Modlitwa i praca

Wiele osób z kręgu Sługi Bożej zauważało, że jej: niezwykle czynne życie wyraźnie związane było z modlitwą będącą źródłem niespożytej energii. Modlitwa i praca splatały się w jej życiu w nierozerwalną jedność. Skupienie modlitwy łączyło się z uderzającym realizmem i konsekwencją w postępowaniu. Matka widziała konieczność stanięcia w prawdzie najpierw przed Bogiem, w porządku stworzenia, by potem stanąć w odpowiednim porządku służby przed bliźnim a także przed sobą samym: 

"Gdy człowiek stanie wobec Boga jako stworzenie wobec Stwórcy, jako nicość wobec Bytu, jako dziecko wobec Ojca, gdy wyzwoli się z formułek, a pozwoli, by Duch Święty nim kierował, wtedy stosunek jego do Boga nie będzie sztuczny i wymuszony, ale żywy i gorący, swobodny, radosny i płodny w dobre uczynki. (...) Wtedy wszystkie zdarzenia zewnętrzne lub stany duszy służyć będą człowiekowi do przejrzenia i ocenienia ich wobec Boga, mieć będą właściwą wobec Boga wartość i służyć będą wszystkie ku uświęceniu" (...).

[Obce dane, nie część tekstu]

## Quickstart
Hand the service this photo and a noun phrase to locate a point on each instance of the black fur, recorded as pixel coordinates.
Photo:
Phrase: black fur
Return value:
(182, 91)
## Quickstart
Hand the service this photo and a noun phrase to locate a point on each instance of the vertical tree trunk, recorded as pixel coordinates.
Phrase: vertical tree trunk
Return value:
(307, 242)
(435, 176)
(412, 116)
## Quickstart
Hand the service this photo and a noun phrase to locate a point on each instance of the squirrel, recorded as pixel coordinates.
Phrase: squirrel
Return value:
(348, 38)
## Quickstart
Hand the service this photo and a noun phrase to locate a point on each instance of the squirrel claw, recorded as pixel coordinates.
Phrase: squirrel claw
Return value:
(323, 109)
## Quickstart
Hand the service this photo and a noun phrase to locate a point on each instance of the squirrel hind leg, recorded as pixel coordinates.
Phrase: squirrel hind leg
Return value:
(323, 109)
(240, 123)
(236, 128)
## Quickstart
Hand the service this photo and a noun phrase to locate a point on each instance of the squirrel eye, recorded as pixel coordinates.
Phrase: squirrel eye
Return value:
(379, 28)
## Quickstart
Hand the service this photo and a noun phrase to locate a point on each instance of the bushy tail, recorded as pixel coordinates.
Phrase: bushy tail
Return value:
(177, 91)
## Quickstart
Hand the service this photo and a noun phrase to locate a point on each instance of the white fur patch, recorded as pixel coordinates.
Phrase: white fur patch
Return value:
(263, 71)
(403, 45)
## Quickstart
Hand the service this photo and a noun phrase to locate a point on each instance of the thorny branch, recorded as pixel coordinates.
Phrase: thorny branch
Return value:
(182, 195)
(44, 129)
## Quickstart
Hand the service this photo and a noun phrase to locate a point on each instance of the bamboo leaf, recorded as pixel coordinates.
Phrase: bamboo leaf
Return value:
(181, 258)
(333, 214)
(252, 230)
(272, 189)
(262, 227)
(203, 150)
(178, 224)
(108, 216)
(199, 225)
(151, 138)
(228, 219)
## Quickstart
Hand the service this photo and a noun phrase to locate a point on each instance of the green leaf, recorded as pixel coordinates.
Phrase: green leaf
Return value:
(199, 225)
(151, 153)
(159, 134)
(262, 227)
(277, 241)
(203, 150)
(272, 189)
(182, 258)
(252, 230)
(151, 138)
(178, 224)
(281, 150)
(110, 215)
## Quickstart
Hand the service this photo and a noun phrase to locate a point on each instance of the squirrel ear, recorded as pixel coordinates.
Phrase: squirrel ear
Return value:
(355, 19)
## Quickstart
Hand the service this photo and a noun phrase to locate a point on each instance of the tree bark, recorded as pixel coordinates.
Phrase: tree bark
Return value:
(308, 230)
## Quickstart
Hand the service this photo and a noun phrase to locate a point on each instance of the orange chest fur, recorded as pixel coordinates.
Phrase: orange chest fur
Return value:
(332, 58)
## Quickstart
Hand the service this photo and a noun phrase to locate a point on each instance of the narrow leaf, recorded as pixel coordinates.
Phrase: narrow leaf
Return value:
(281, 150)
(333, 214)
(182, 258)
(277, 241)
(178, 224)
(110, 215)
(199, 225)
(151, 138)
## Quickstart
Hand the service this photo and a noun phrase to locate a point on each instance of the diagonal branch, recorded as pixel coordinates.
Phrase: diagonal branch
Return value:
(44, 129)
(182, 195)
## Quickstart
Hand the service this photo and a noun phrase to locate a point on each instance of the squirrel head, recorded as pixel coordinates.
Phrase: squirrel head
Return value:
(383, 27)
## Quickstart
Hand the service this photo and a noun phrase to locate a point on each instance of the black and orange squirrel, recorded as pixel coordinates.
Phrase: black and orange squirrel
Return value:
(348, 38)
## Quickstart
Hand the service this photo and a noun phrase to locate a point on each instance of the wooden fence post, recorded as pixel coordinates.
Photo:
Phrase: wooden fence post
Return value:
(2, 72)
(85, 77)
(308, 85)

We właściwej skali wartości widziała ścisły związek życia nadprzyrodzonego z faktami życia codziennego. Nie obiecywała łatwych rozwiązań, lecz wskazywała sens każdego doświadczenia i trudu: 

"Życie człowieka żyjącego z wiary, choć na pozór często szare i nudne, jest w rzeczywistości pełnym treści i światła. W swoich obowiązkach widzi on wyraz woli Bożej i dlatego stara się jej spełnić dokładnie z miłości ku Niemu. Ma drogę jasno wytkniętą przed sobą i dlatego ze spokojem idzie naprzód, nie oglądając się na żadne względy ludzkie. (...) Przeciwności, trudności i wszelkie cierpienia są szczeblami, po których coraz wyżej się ku Bogu wznosi".

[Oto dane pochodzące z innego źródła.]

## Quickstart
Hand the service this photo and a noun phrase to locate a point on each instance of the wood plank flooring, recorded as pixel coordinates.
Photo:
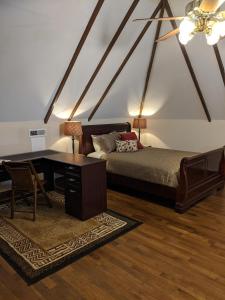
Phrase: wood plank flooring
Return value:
(170, 256)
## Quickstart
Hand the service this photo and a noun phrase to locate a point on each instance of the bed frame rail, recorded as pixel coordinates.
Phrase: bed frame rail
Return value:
(199, 176)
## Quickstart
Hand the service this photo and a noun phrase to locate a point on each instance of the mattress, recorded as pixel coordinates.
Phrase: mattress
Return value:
(155, 165)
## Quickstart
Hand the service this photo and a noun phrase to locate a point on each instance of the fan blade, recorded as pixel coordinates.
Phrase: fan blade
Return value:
(168, 35)
(159, 19)
(211, 5)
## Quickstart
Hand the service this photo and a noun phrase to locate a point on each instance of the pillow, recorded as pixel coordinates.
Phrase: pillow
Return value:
(126, 146)
(131, 136)
(105, 142)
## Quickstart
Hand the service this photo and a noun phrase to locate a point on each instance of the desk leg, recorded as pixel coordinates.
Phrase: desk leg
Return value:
(49, 177)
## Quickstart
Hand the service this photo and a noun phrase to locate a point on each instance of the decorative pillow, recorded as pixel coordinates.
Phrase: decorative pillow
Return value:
(131, 136)
(126, 146)
(121, 146)
(132, 146)
(105, 142)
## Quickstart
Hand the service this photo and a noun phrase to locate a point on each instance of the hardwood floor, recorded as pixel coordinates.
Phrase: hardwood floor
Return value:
(170, 256)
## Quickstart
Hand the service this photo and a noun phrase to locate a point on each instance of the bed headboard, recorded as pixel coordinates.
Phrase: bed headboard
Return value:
(86, 146)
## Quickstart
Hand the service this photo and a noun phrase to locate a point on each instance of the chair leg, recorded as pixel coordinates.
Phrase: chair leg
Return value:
(35, 203)
(12, 203)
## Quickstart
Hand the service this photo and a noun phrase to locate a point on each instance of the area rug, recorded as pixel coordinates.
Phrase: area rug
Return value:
(38, 249)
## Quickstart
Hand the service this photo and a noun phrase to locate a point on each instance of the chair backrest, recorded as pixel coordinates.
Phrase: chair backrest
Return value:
(21, 174)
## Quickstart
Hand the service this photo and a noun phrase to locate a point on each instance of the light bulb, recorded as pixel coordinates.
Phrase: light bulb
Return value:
(185, 38)
(212, 38)
(187, 26)
(217, 29)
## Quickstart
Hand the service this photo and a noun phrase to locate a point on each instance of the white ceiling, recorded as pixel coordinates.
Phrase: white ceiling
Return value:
(37, 41)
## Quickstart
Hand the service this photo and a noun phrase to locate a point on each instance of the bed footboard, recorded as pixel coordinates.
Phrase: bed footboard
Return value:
(200, 175)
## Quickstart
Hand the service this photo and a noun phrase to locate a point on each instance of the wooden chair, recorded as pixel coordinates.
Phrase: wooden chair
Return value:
(25, 180)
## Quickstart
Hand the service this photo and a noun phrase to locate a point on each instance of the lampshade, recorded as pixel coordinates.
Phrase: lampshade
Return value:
(72, 128)
(140, 123)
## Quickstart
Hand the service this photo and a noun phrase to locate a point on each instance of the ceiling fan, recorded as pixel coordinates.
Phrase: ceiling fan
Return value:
(202, 16)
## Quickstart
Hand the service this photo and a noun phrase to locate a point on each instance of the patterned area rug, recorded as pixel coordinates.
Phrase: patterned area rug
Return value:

Wprawdzie ukazywała też obowiązek i wartość pracy oraz jej sens w porządku przyrodzonym i nadprzyrodzonym. Wytrwale tłumaczyła sens podziału funkcji według predyspozycji i przygotowania każdej osoby. Przede wszystkim zachęcała do modlitwy, która ma być tłem całego życia sióstr oraz do ufności, że Pan Bóg, dając każdemu słuszną miarę, daje też potrzebne siły: 

"Jeżeli z wiarą i ufnością staramy się trwać w ręku Boga, w obecności Boga, to Bóg daje nam siły. Na każdy dzień Bóg daje nam pomoc swojej łaski za cenę trwania w wierności".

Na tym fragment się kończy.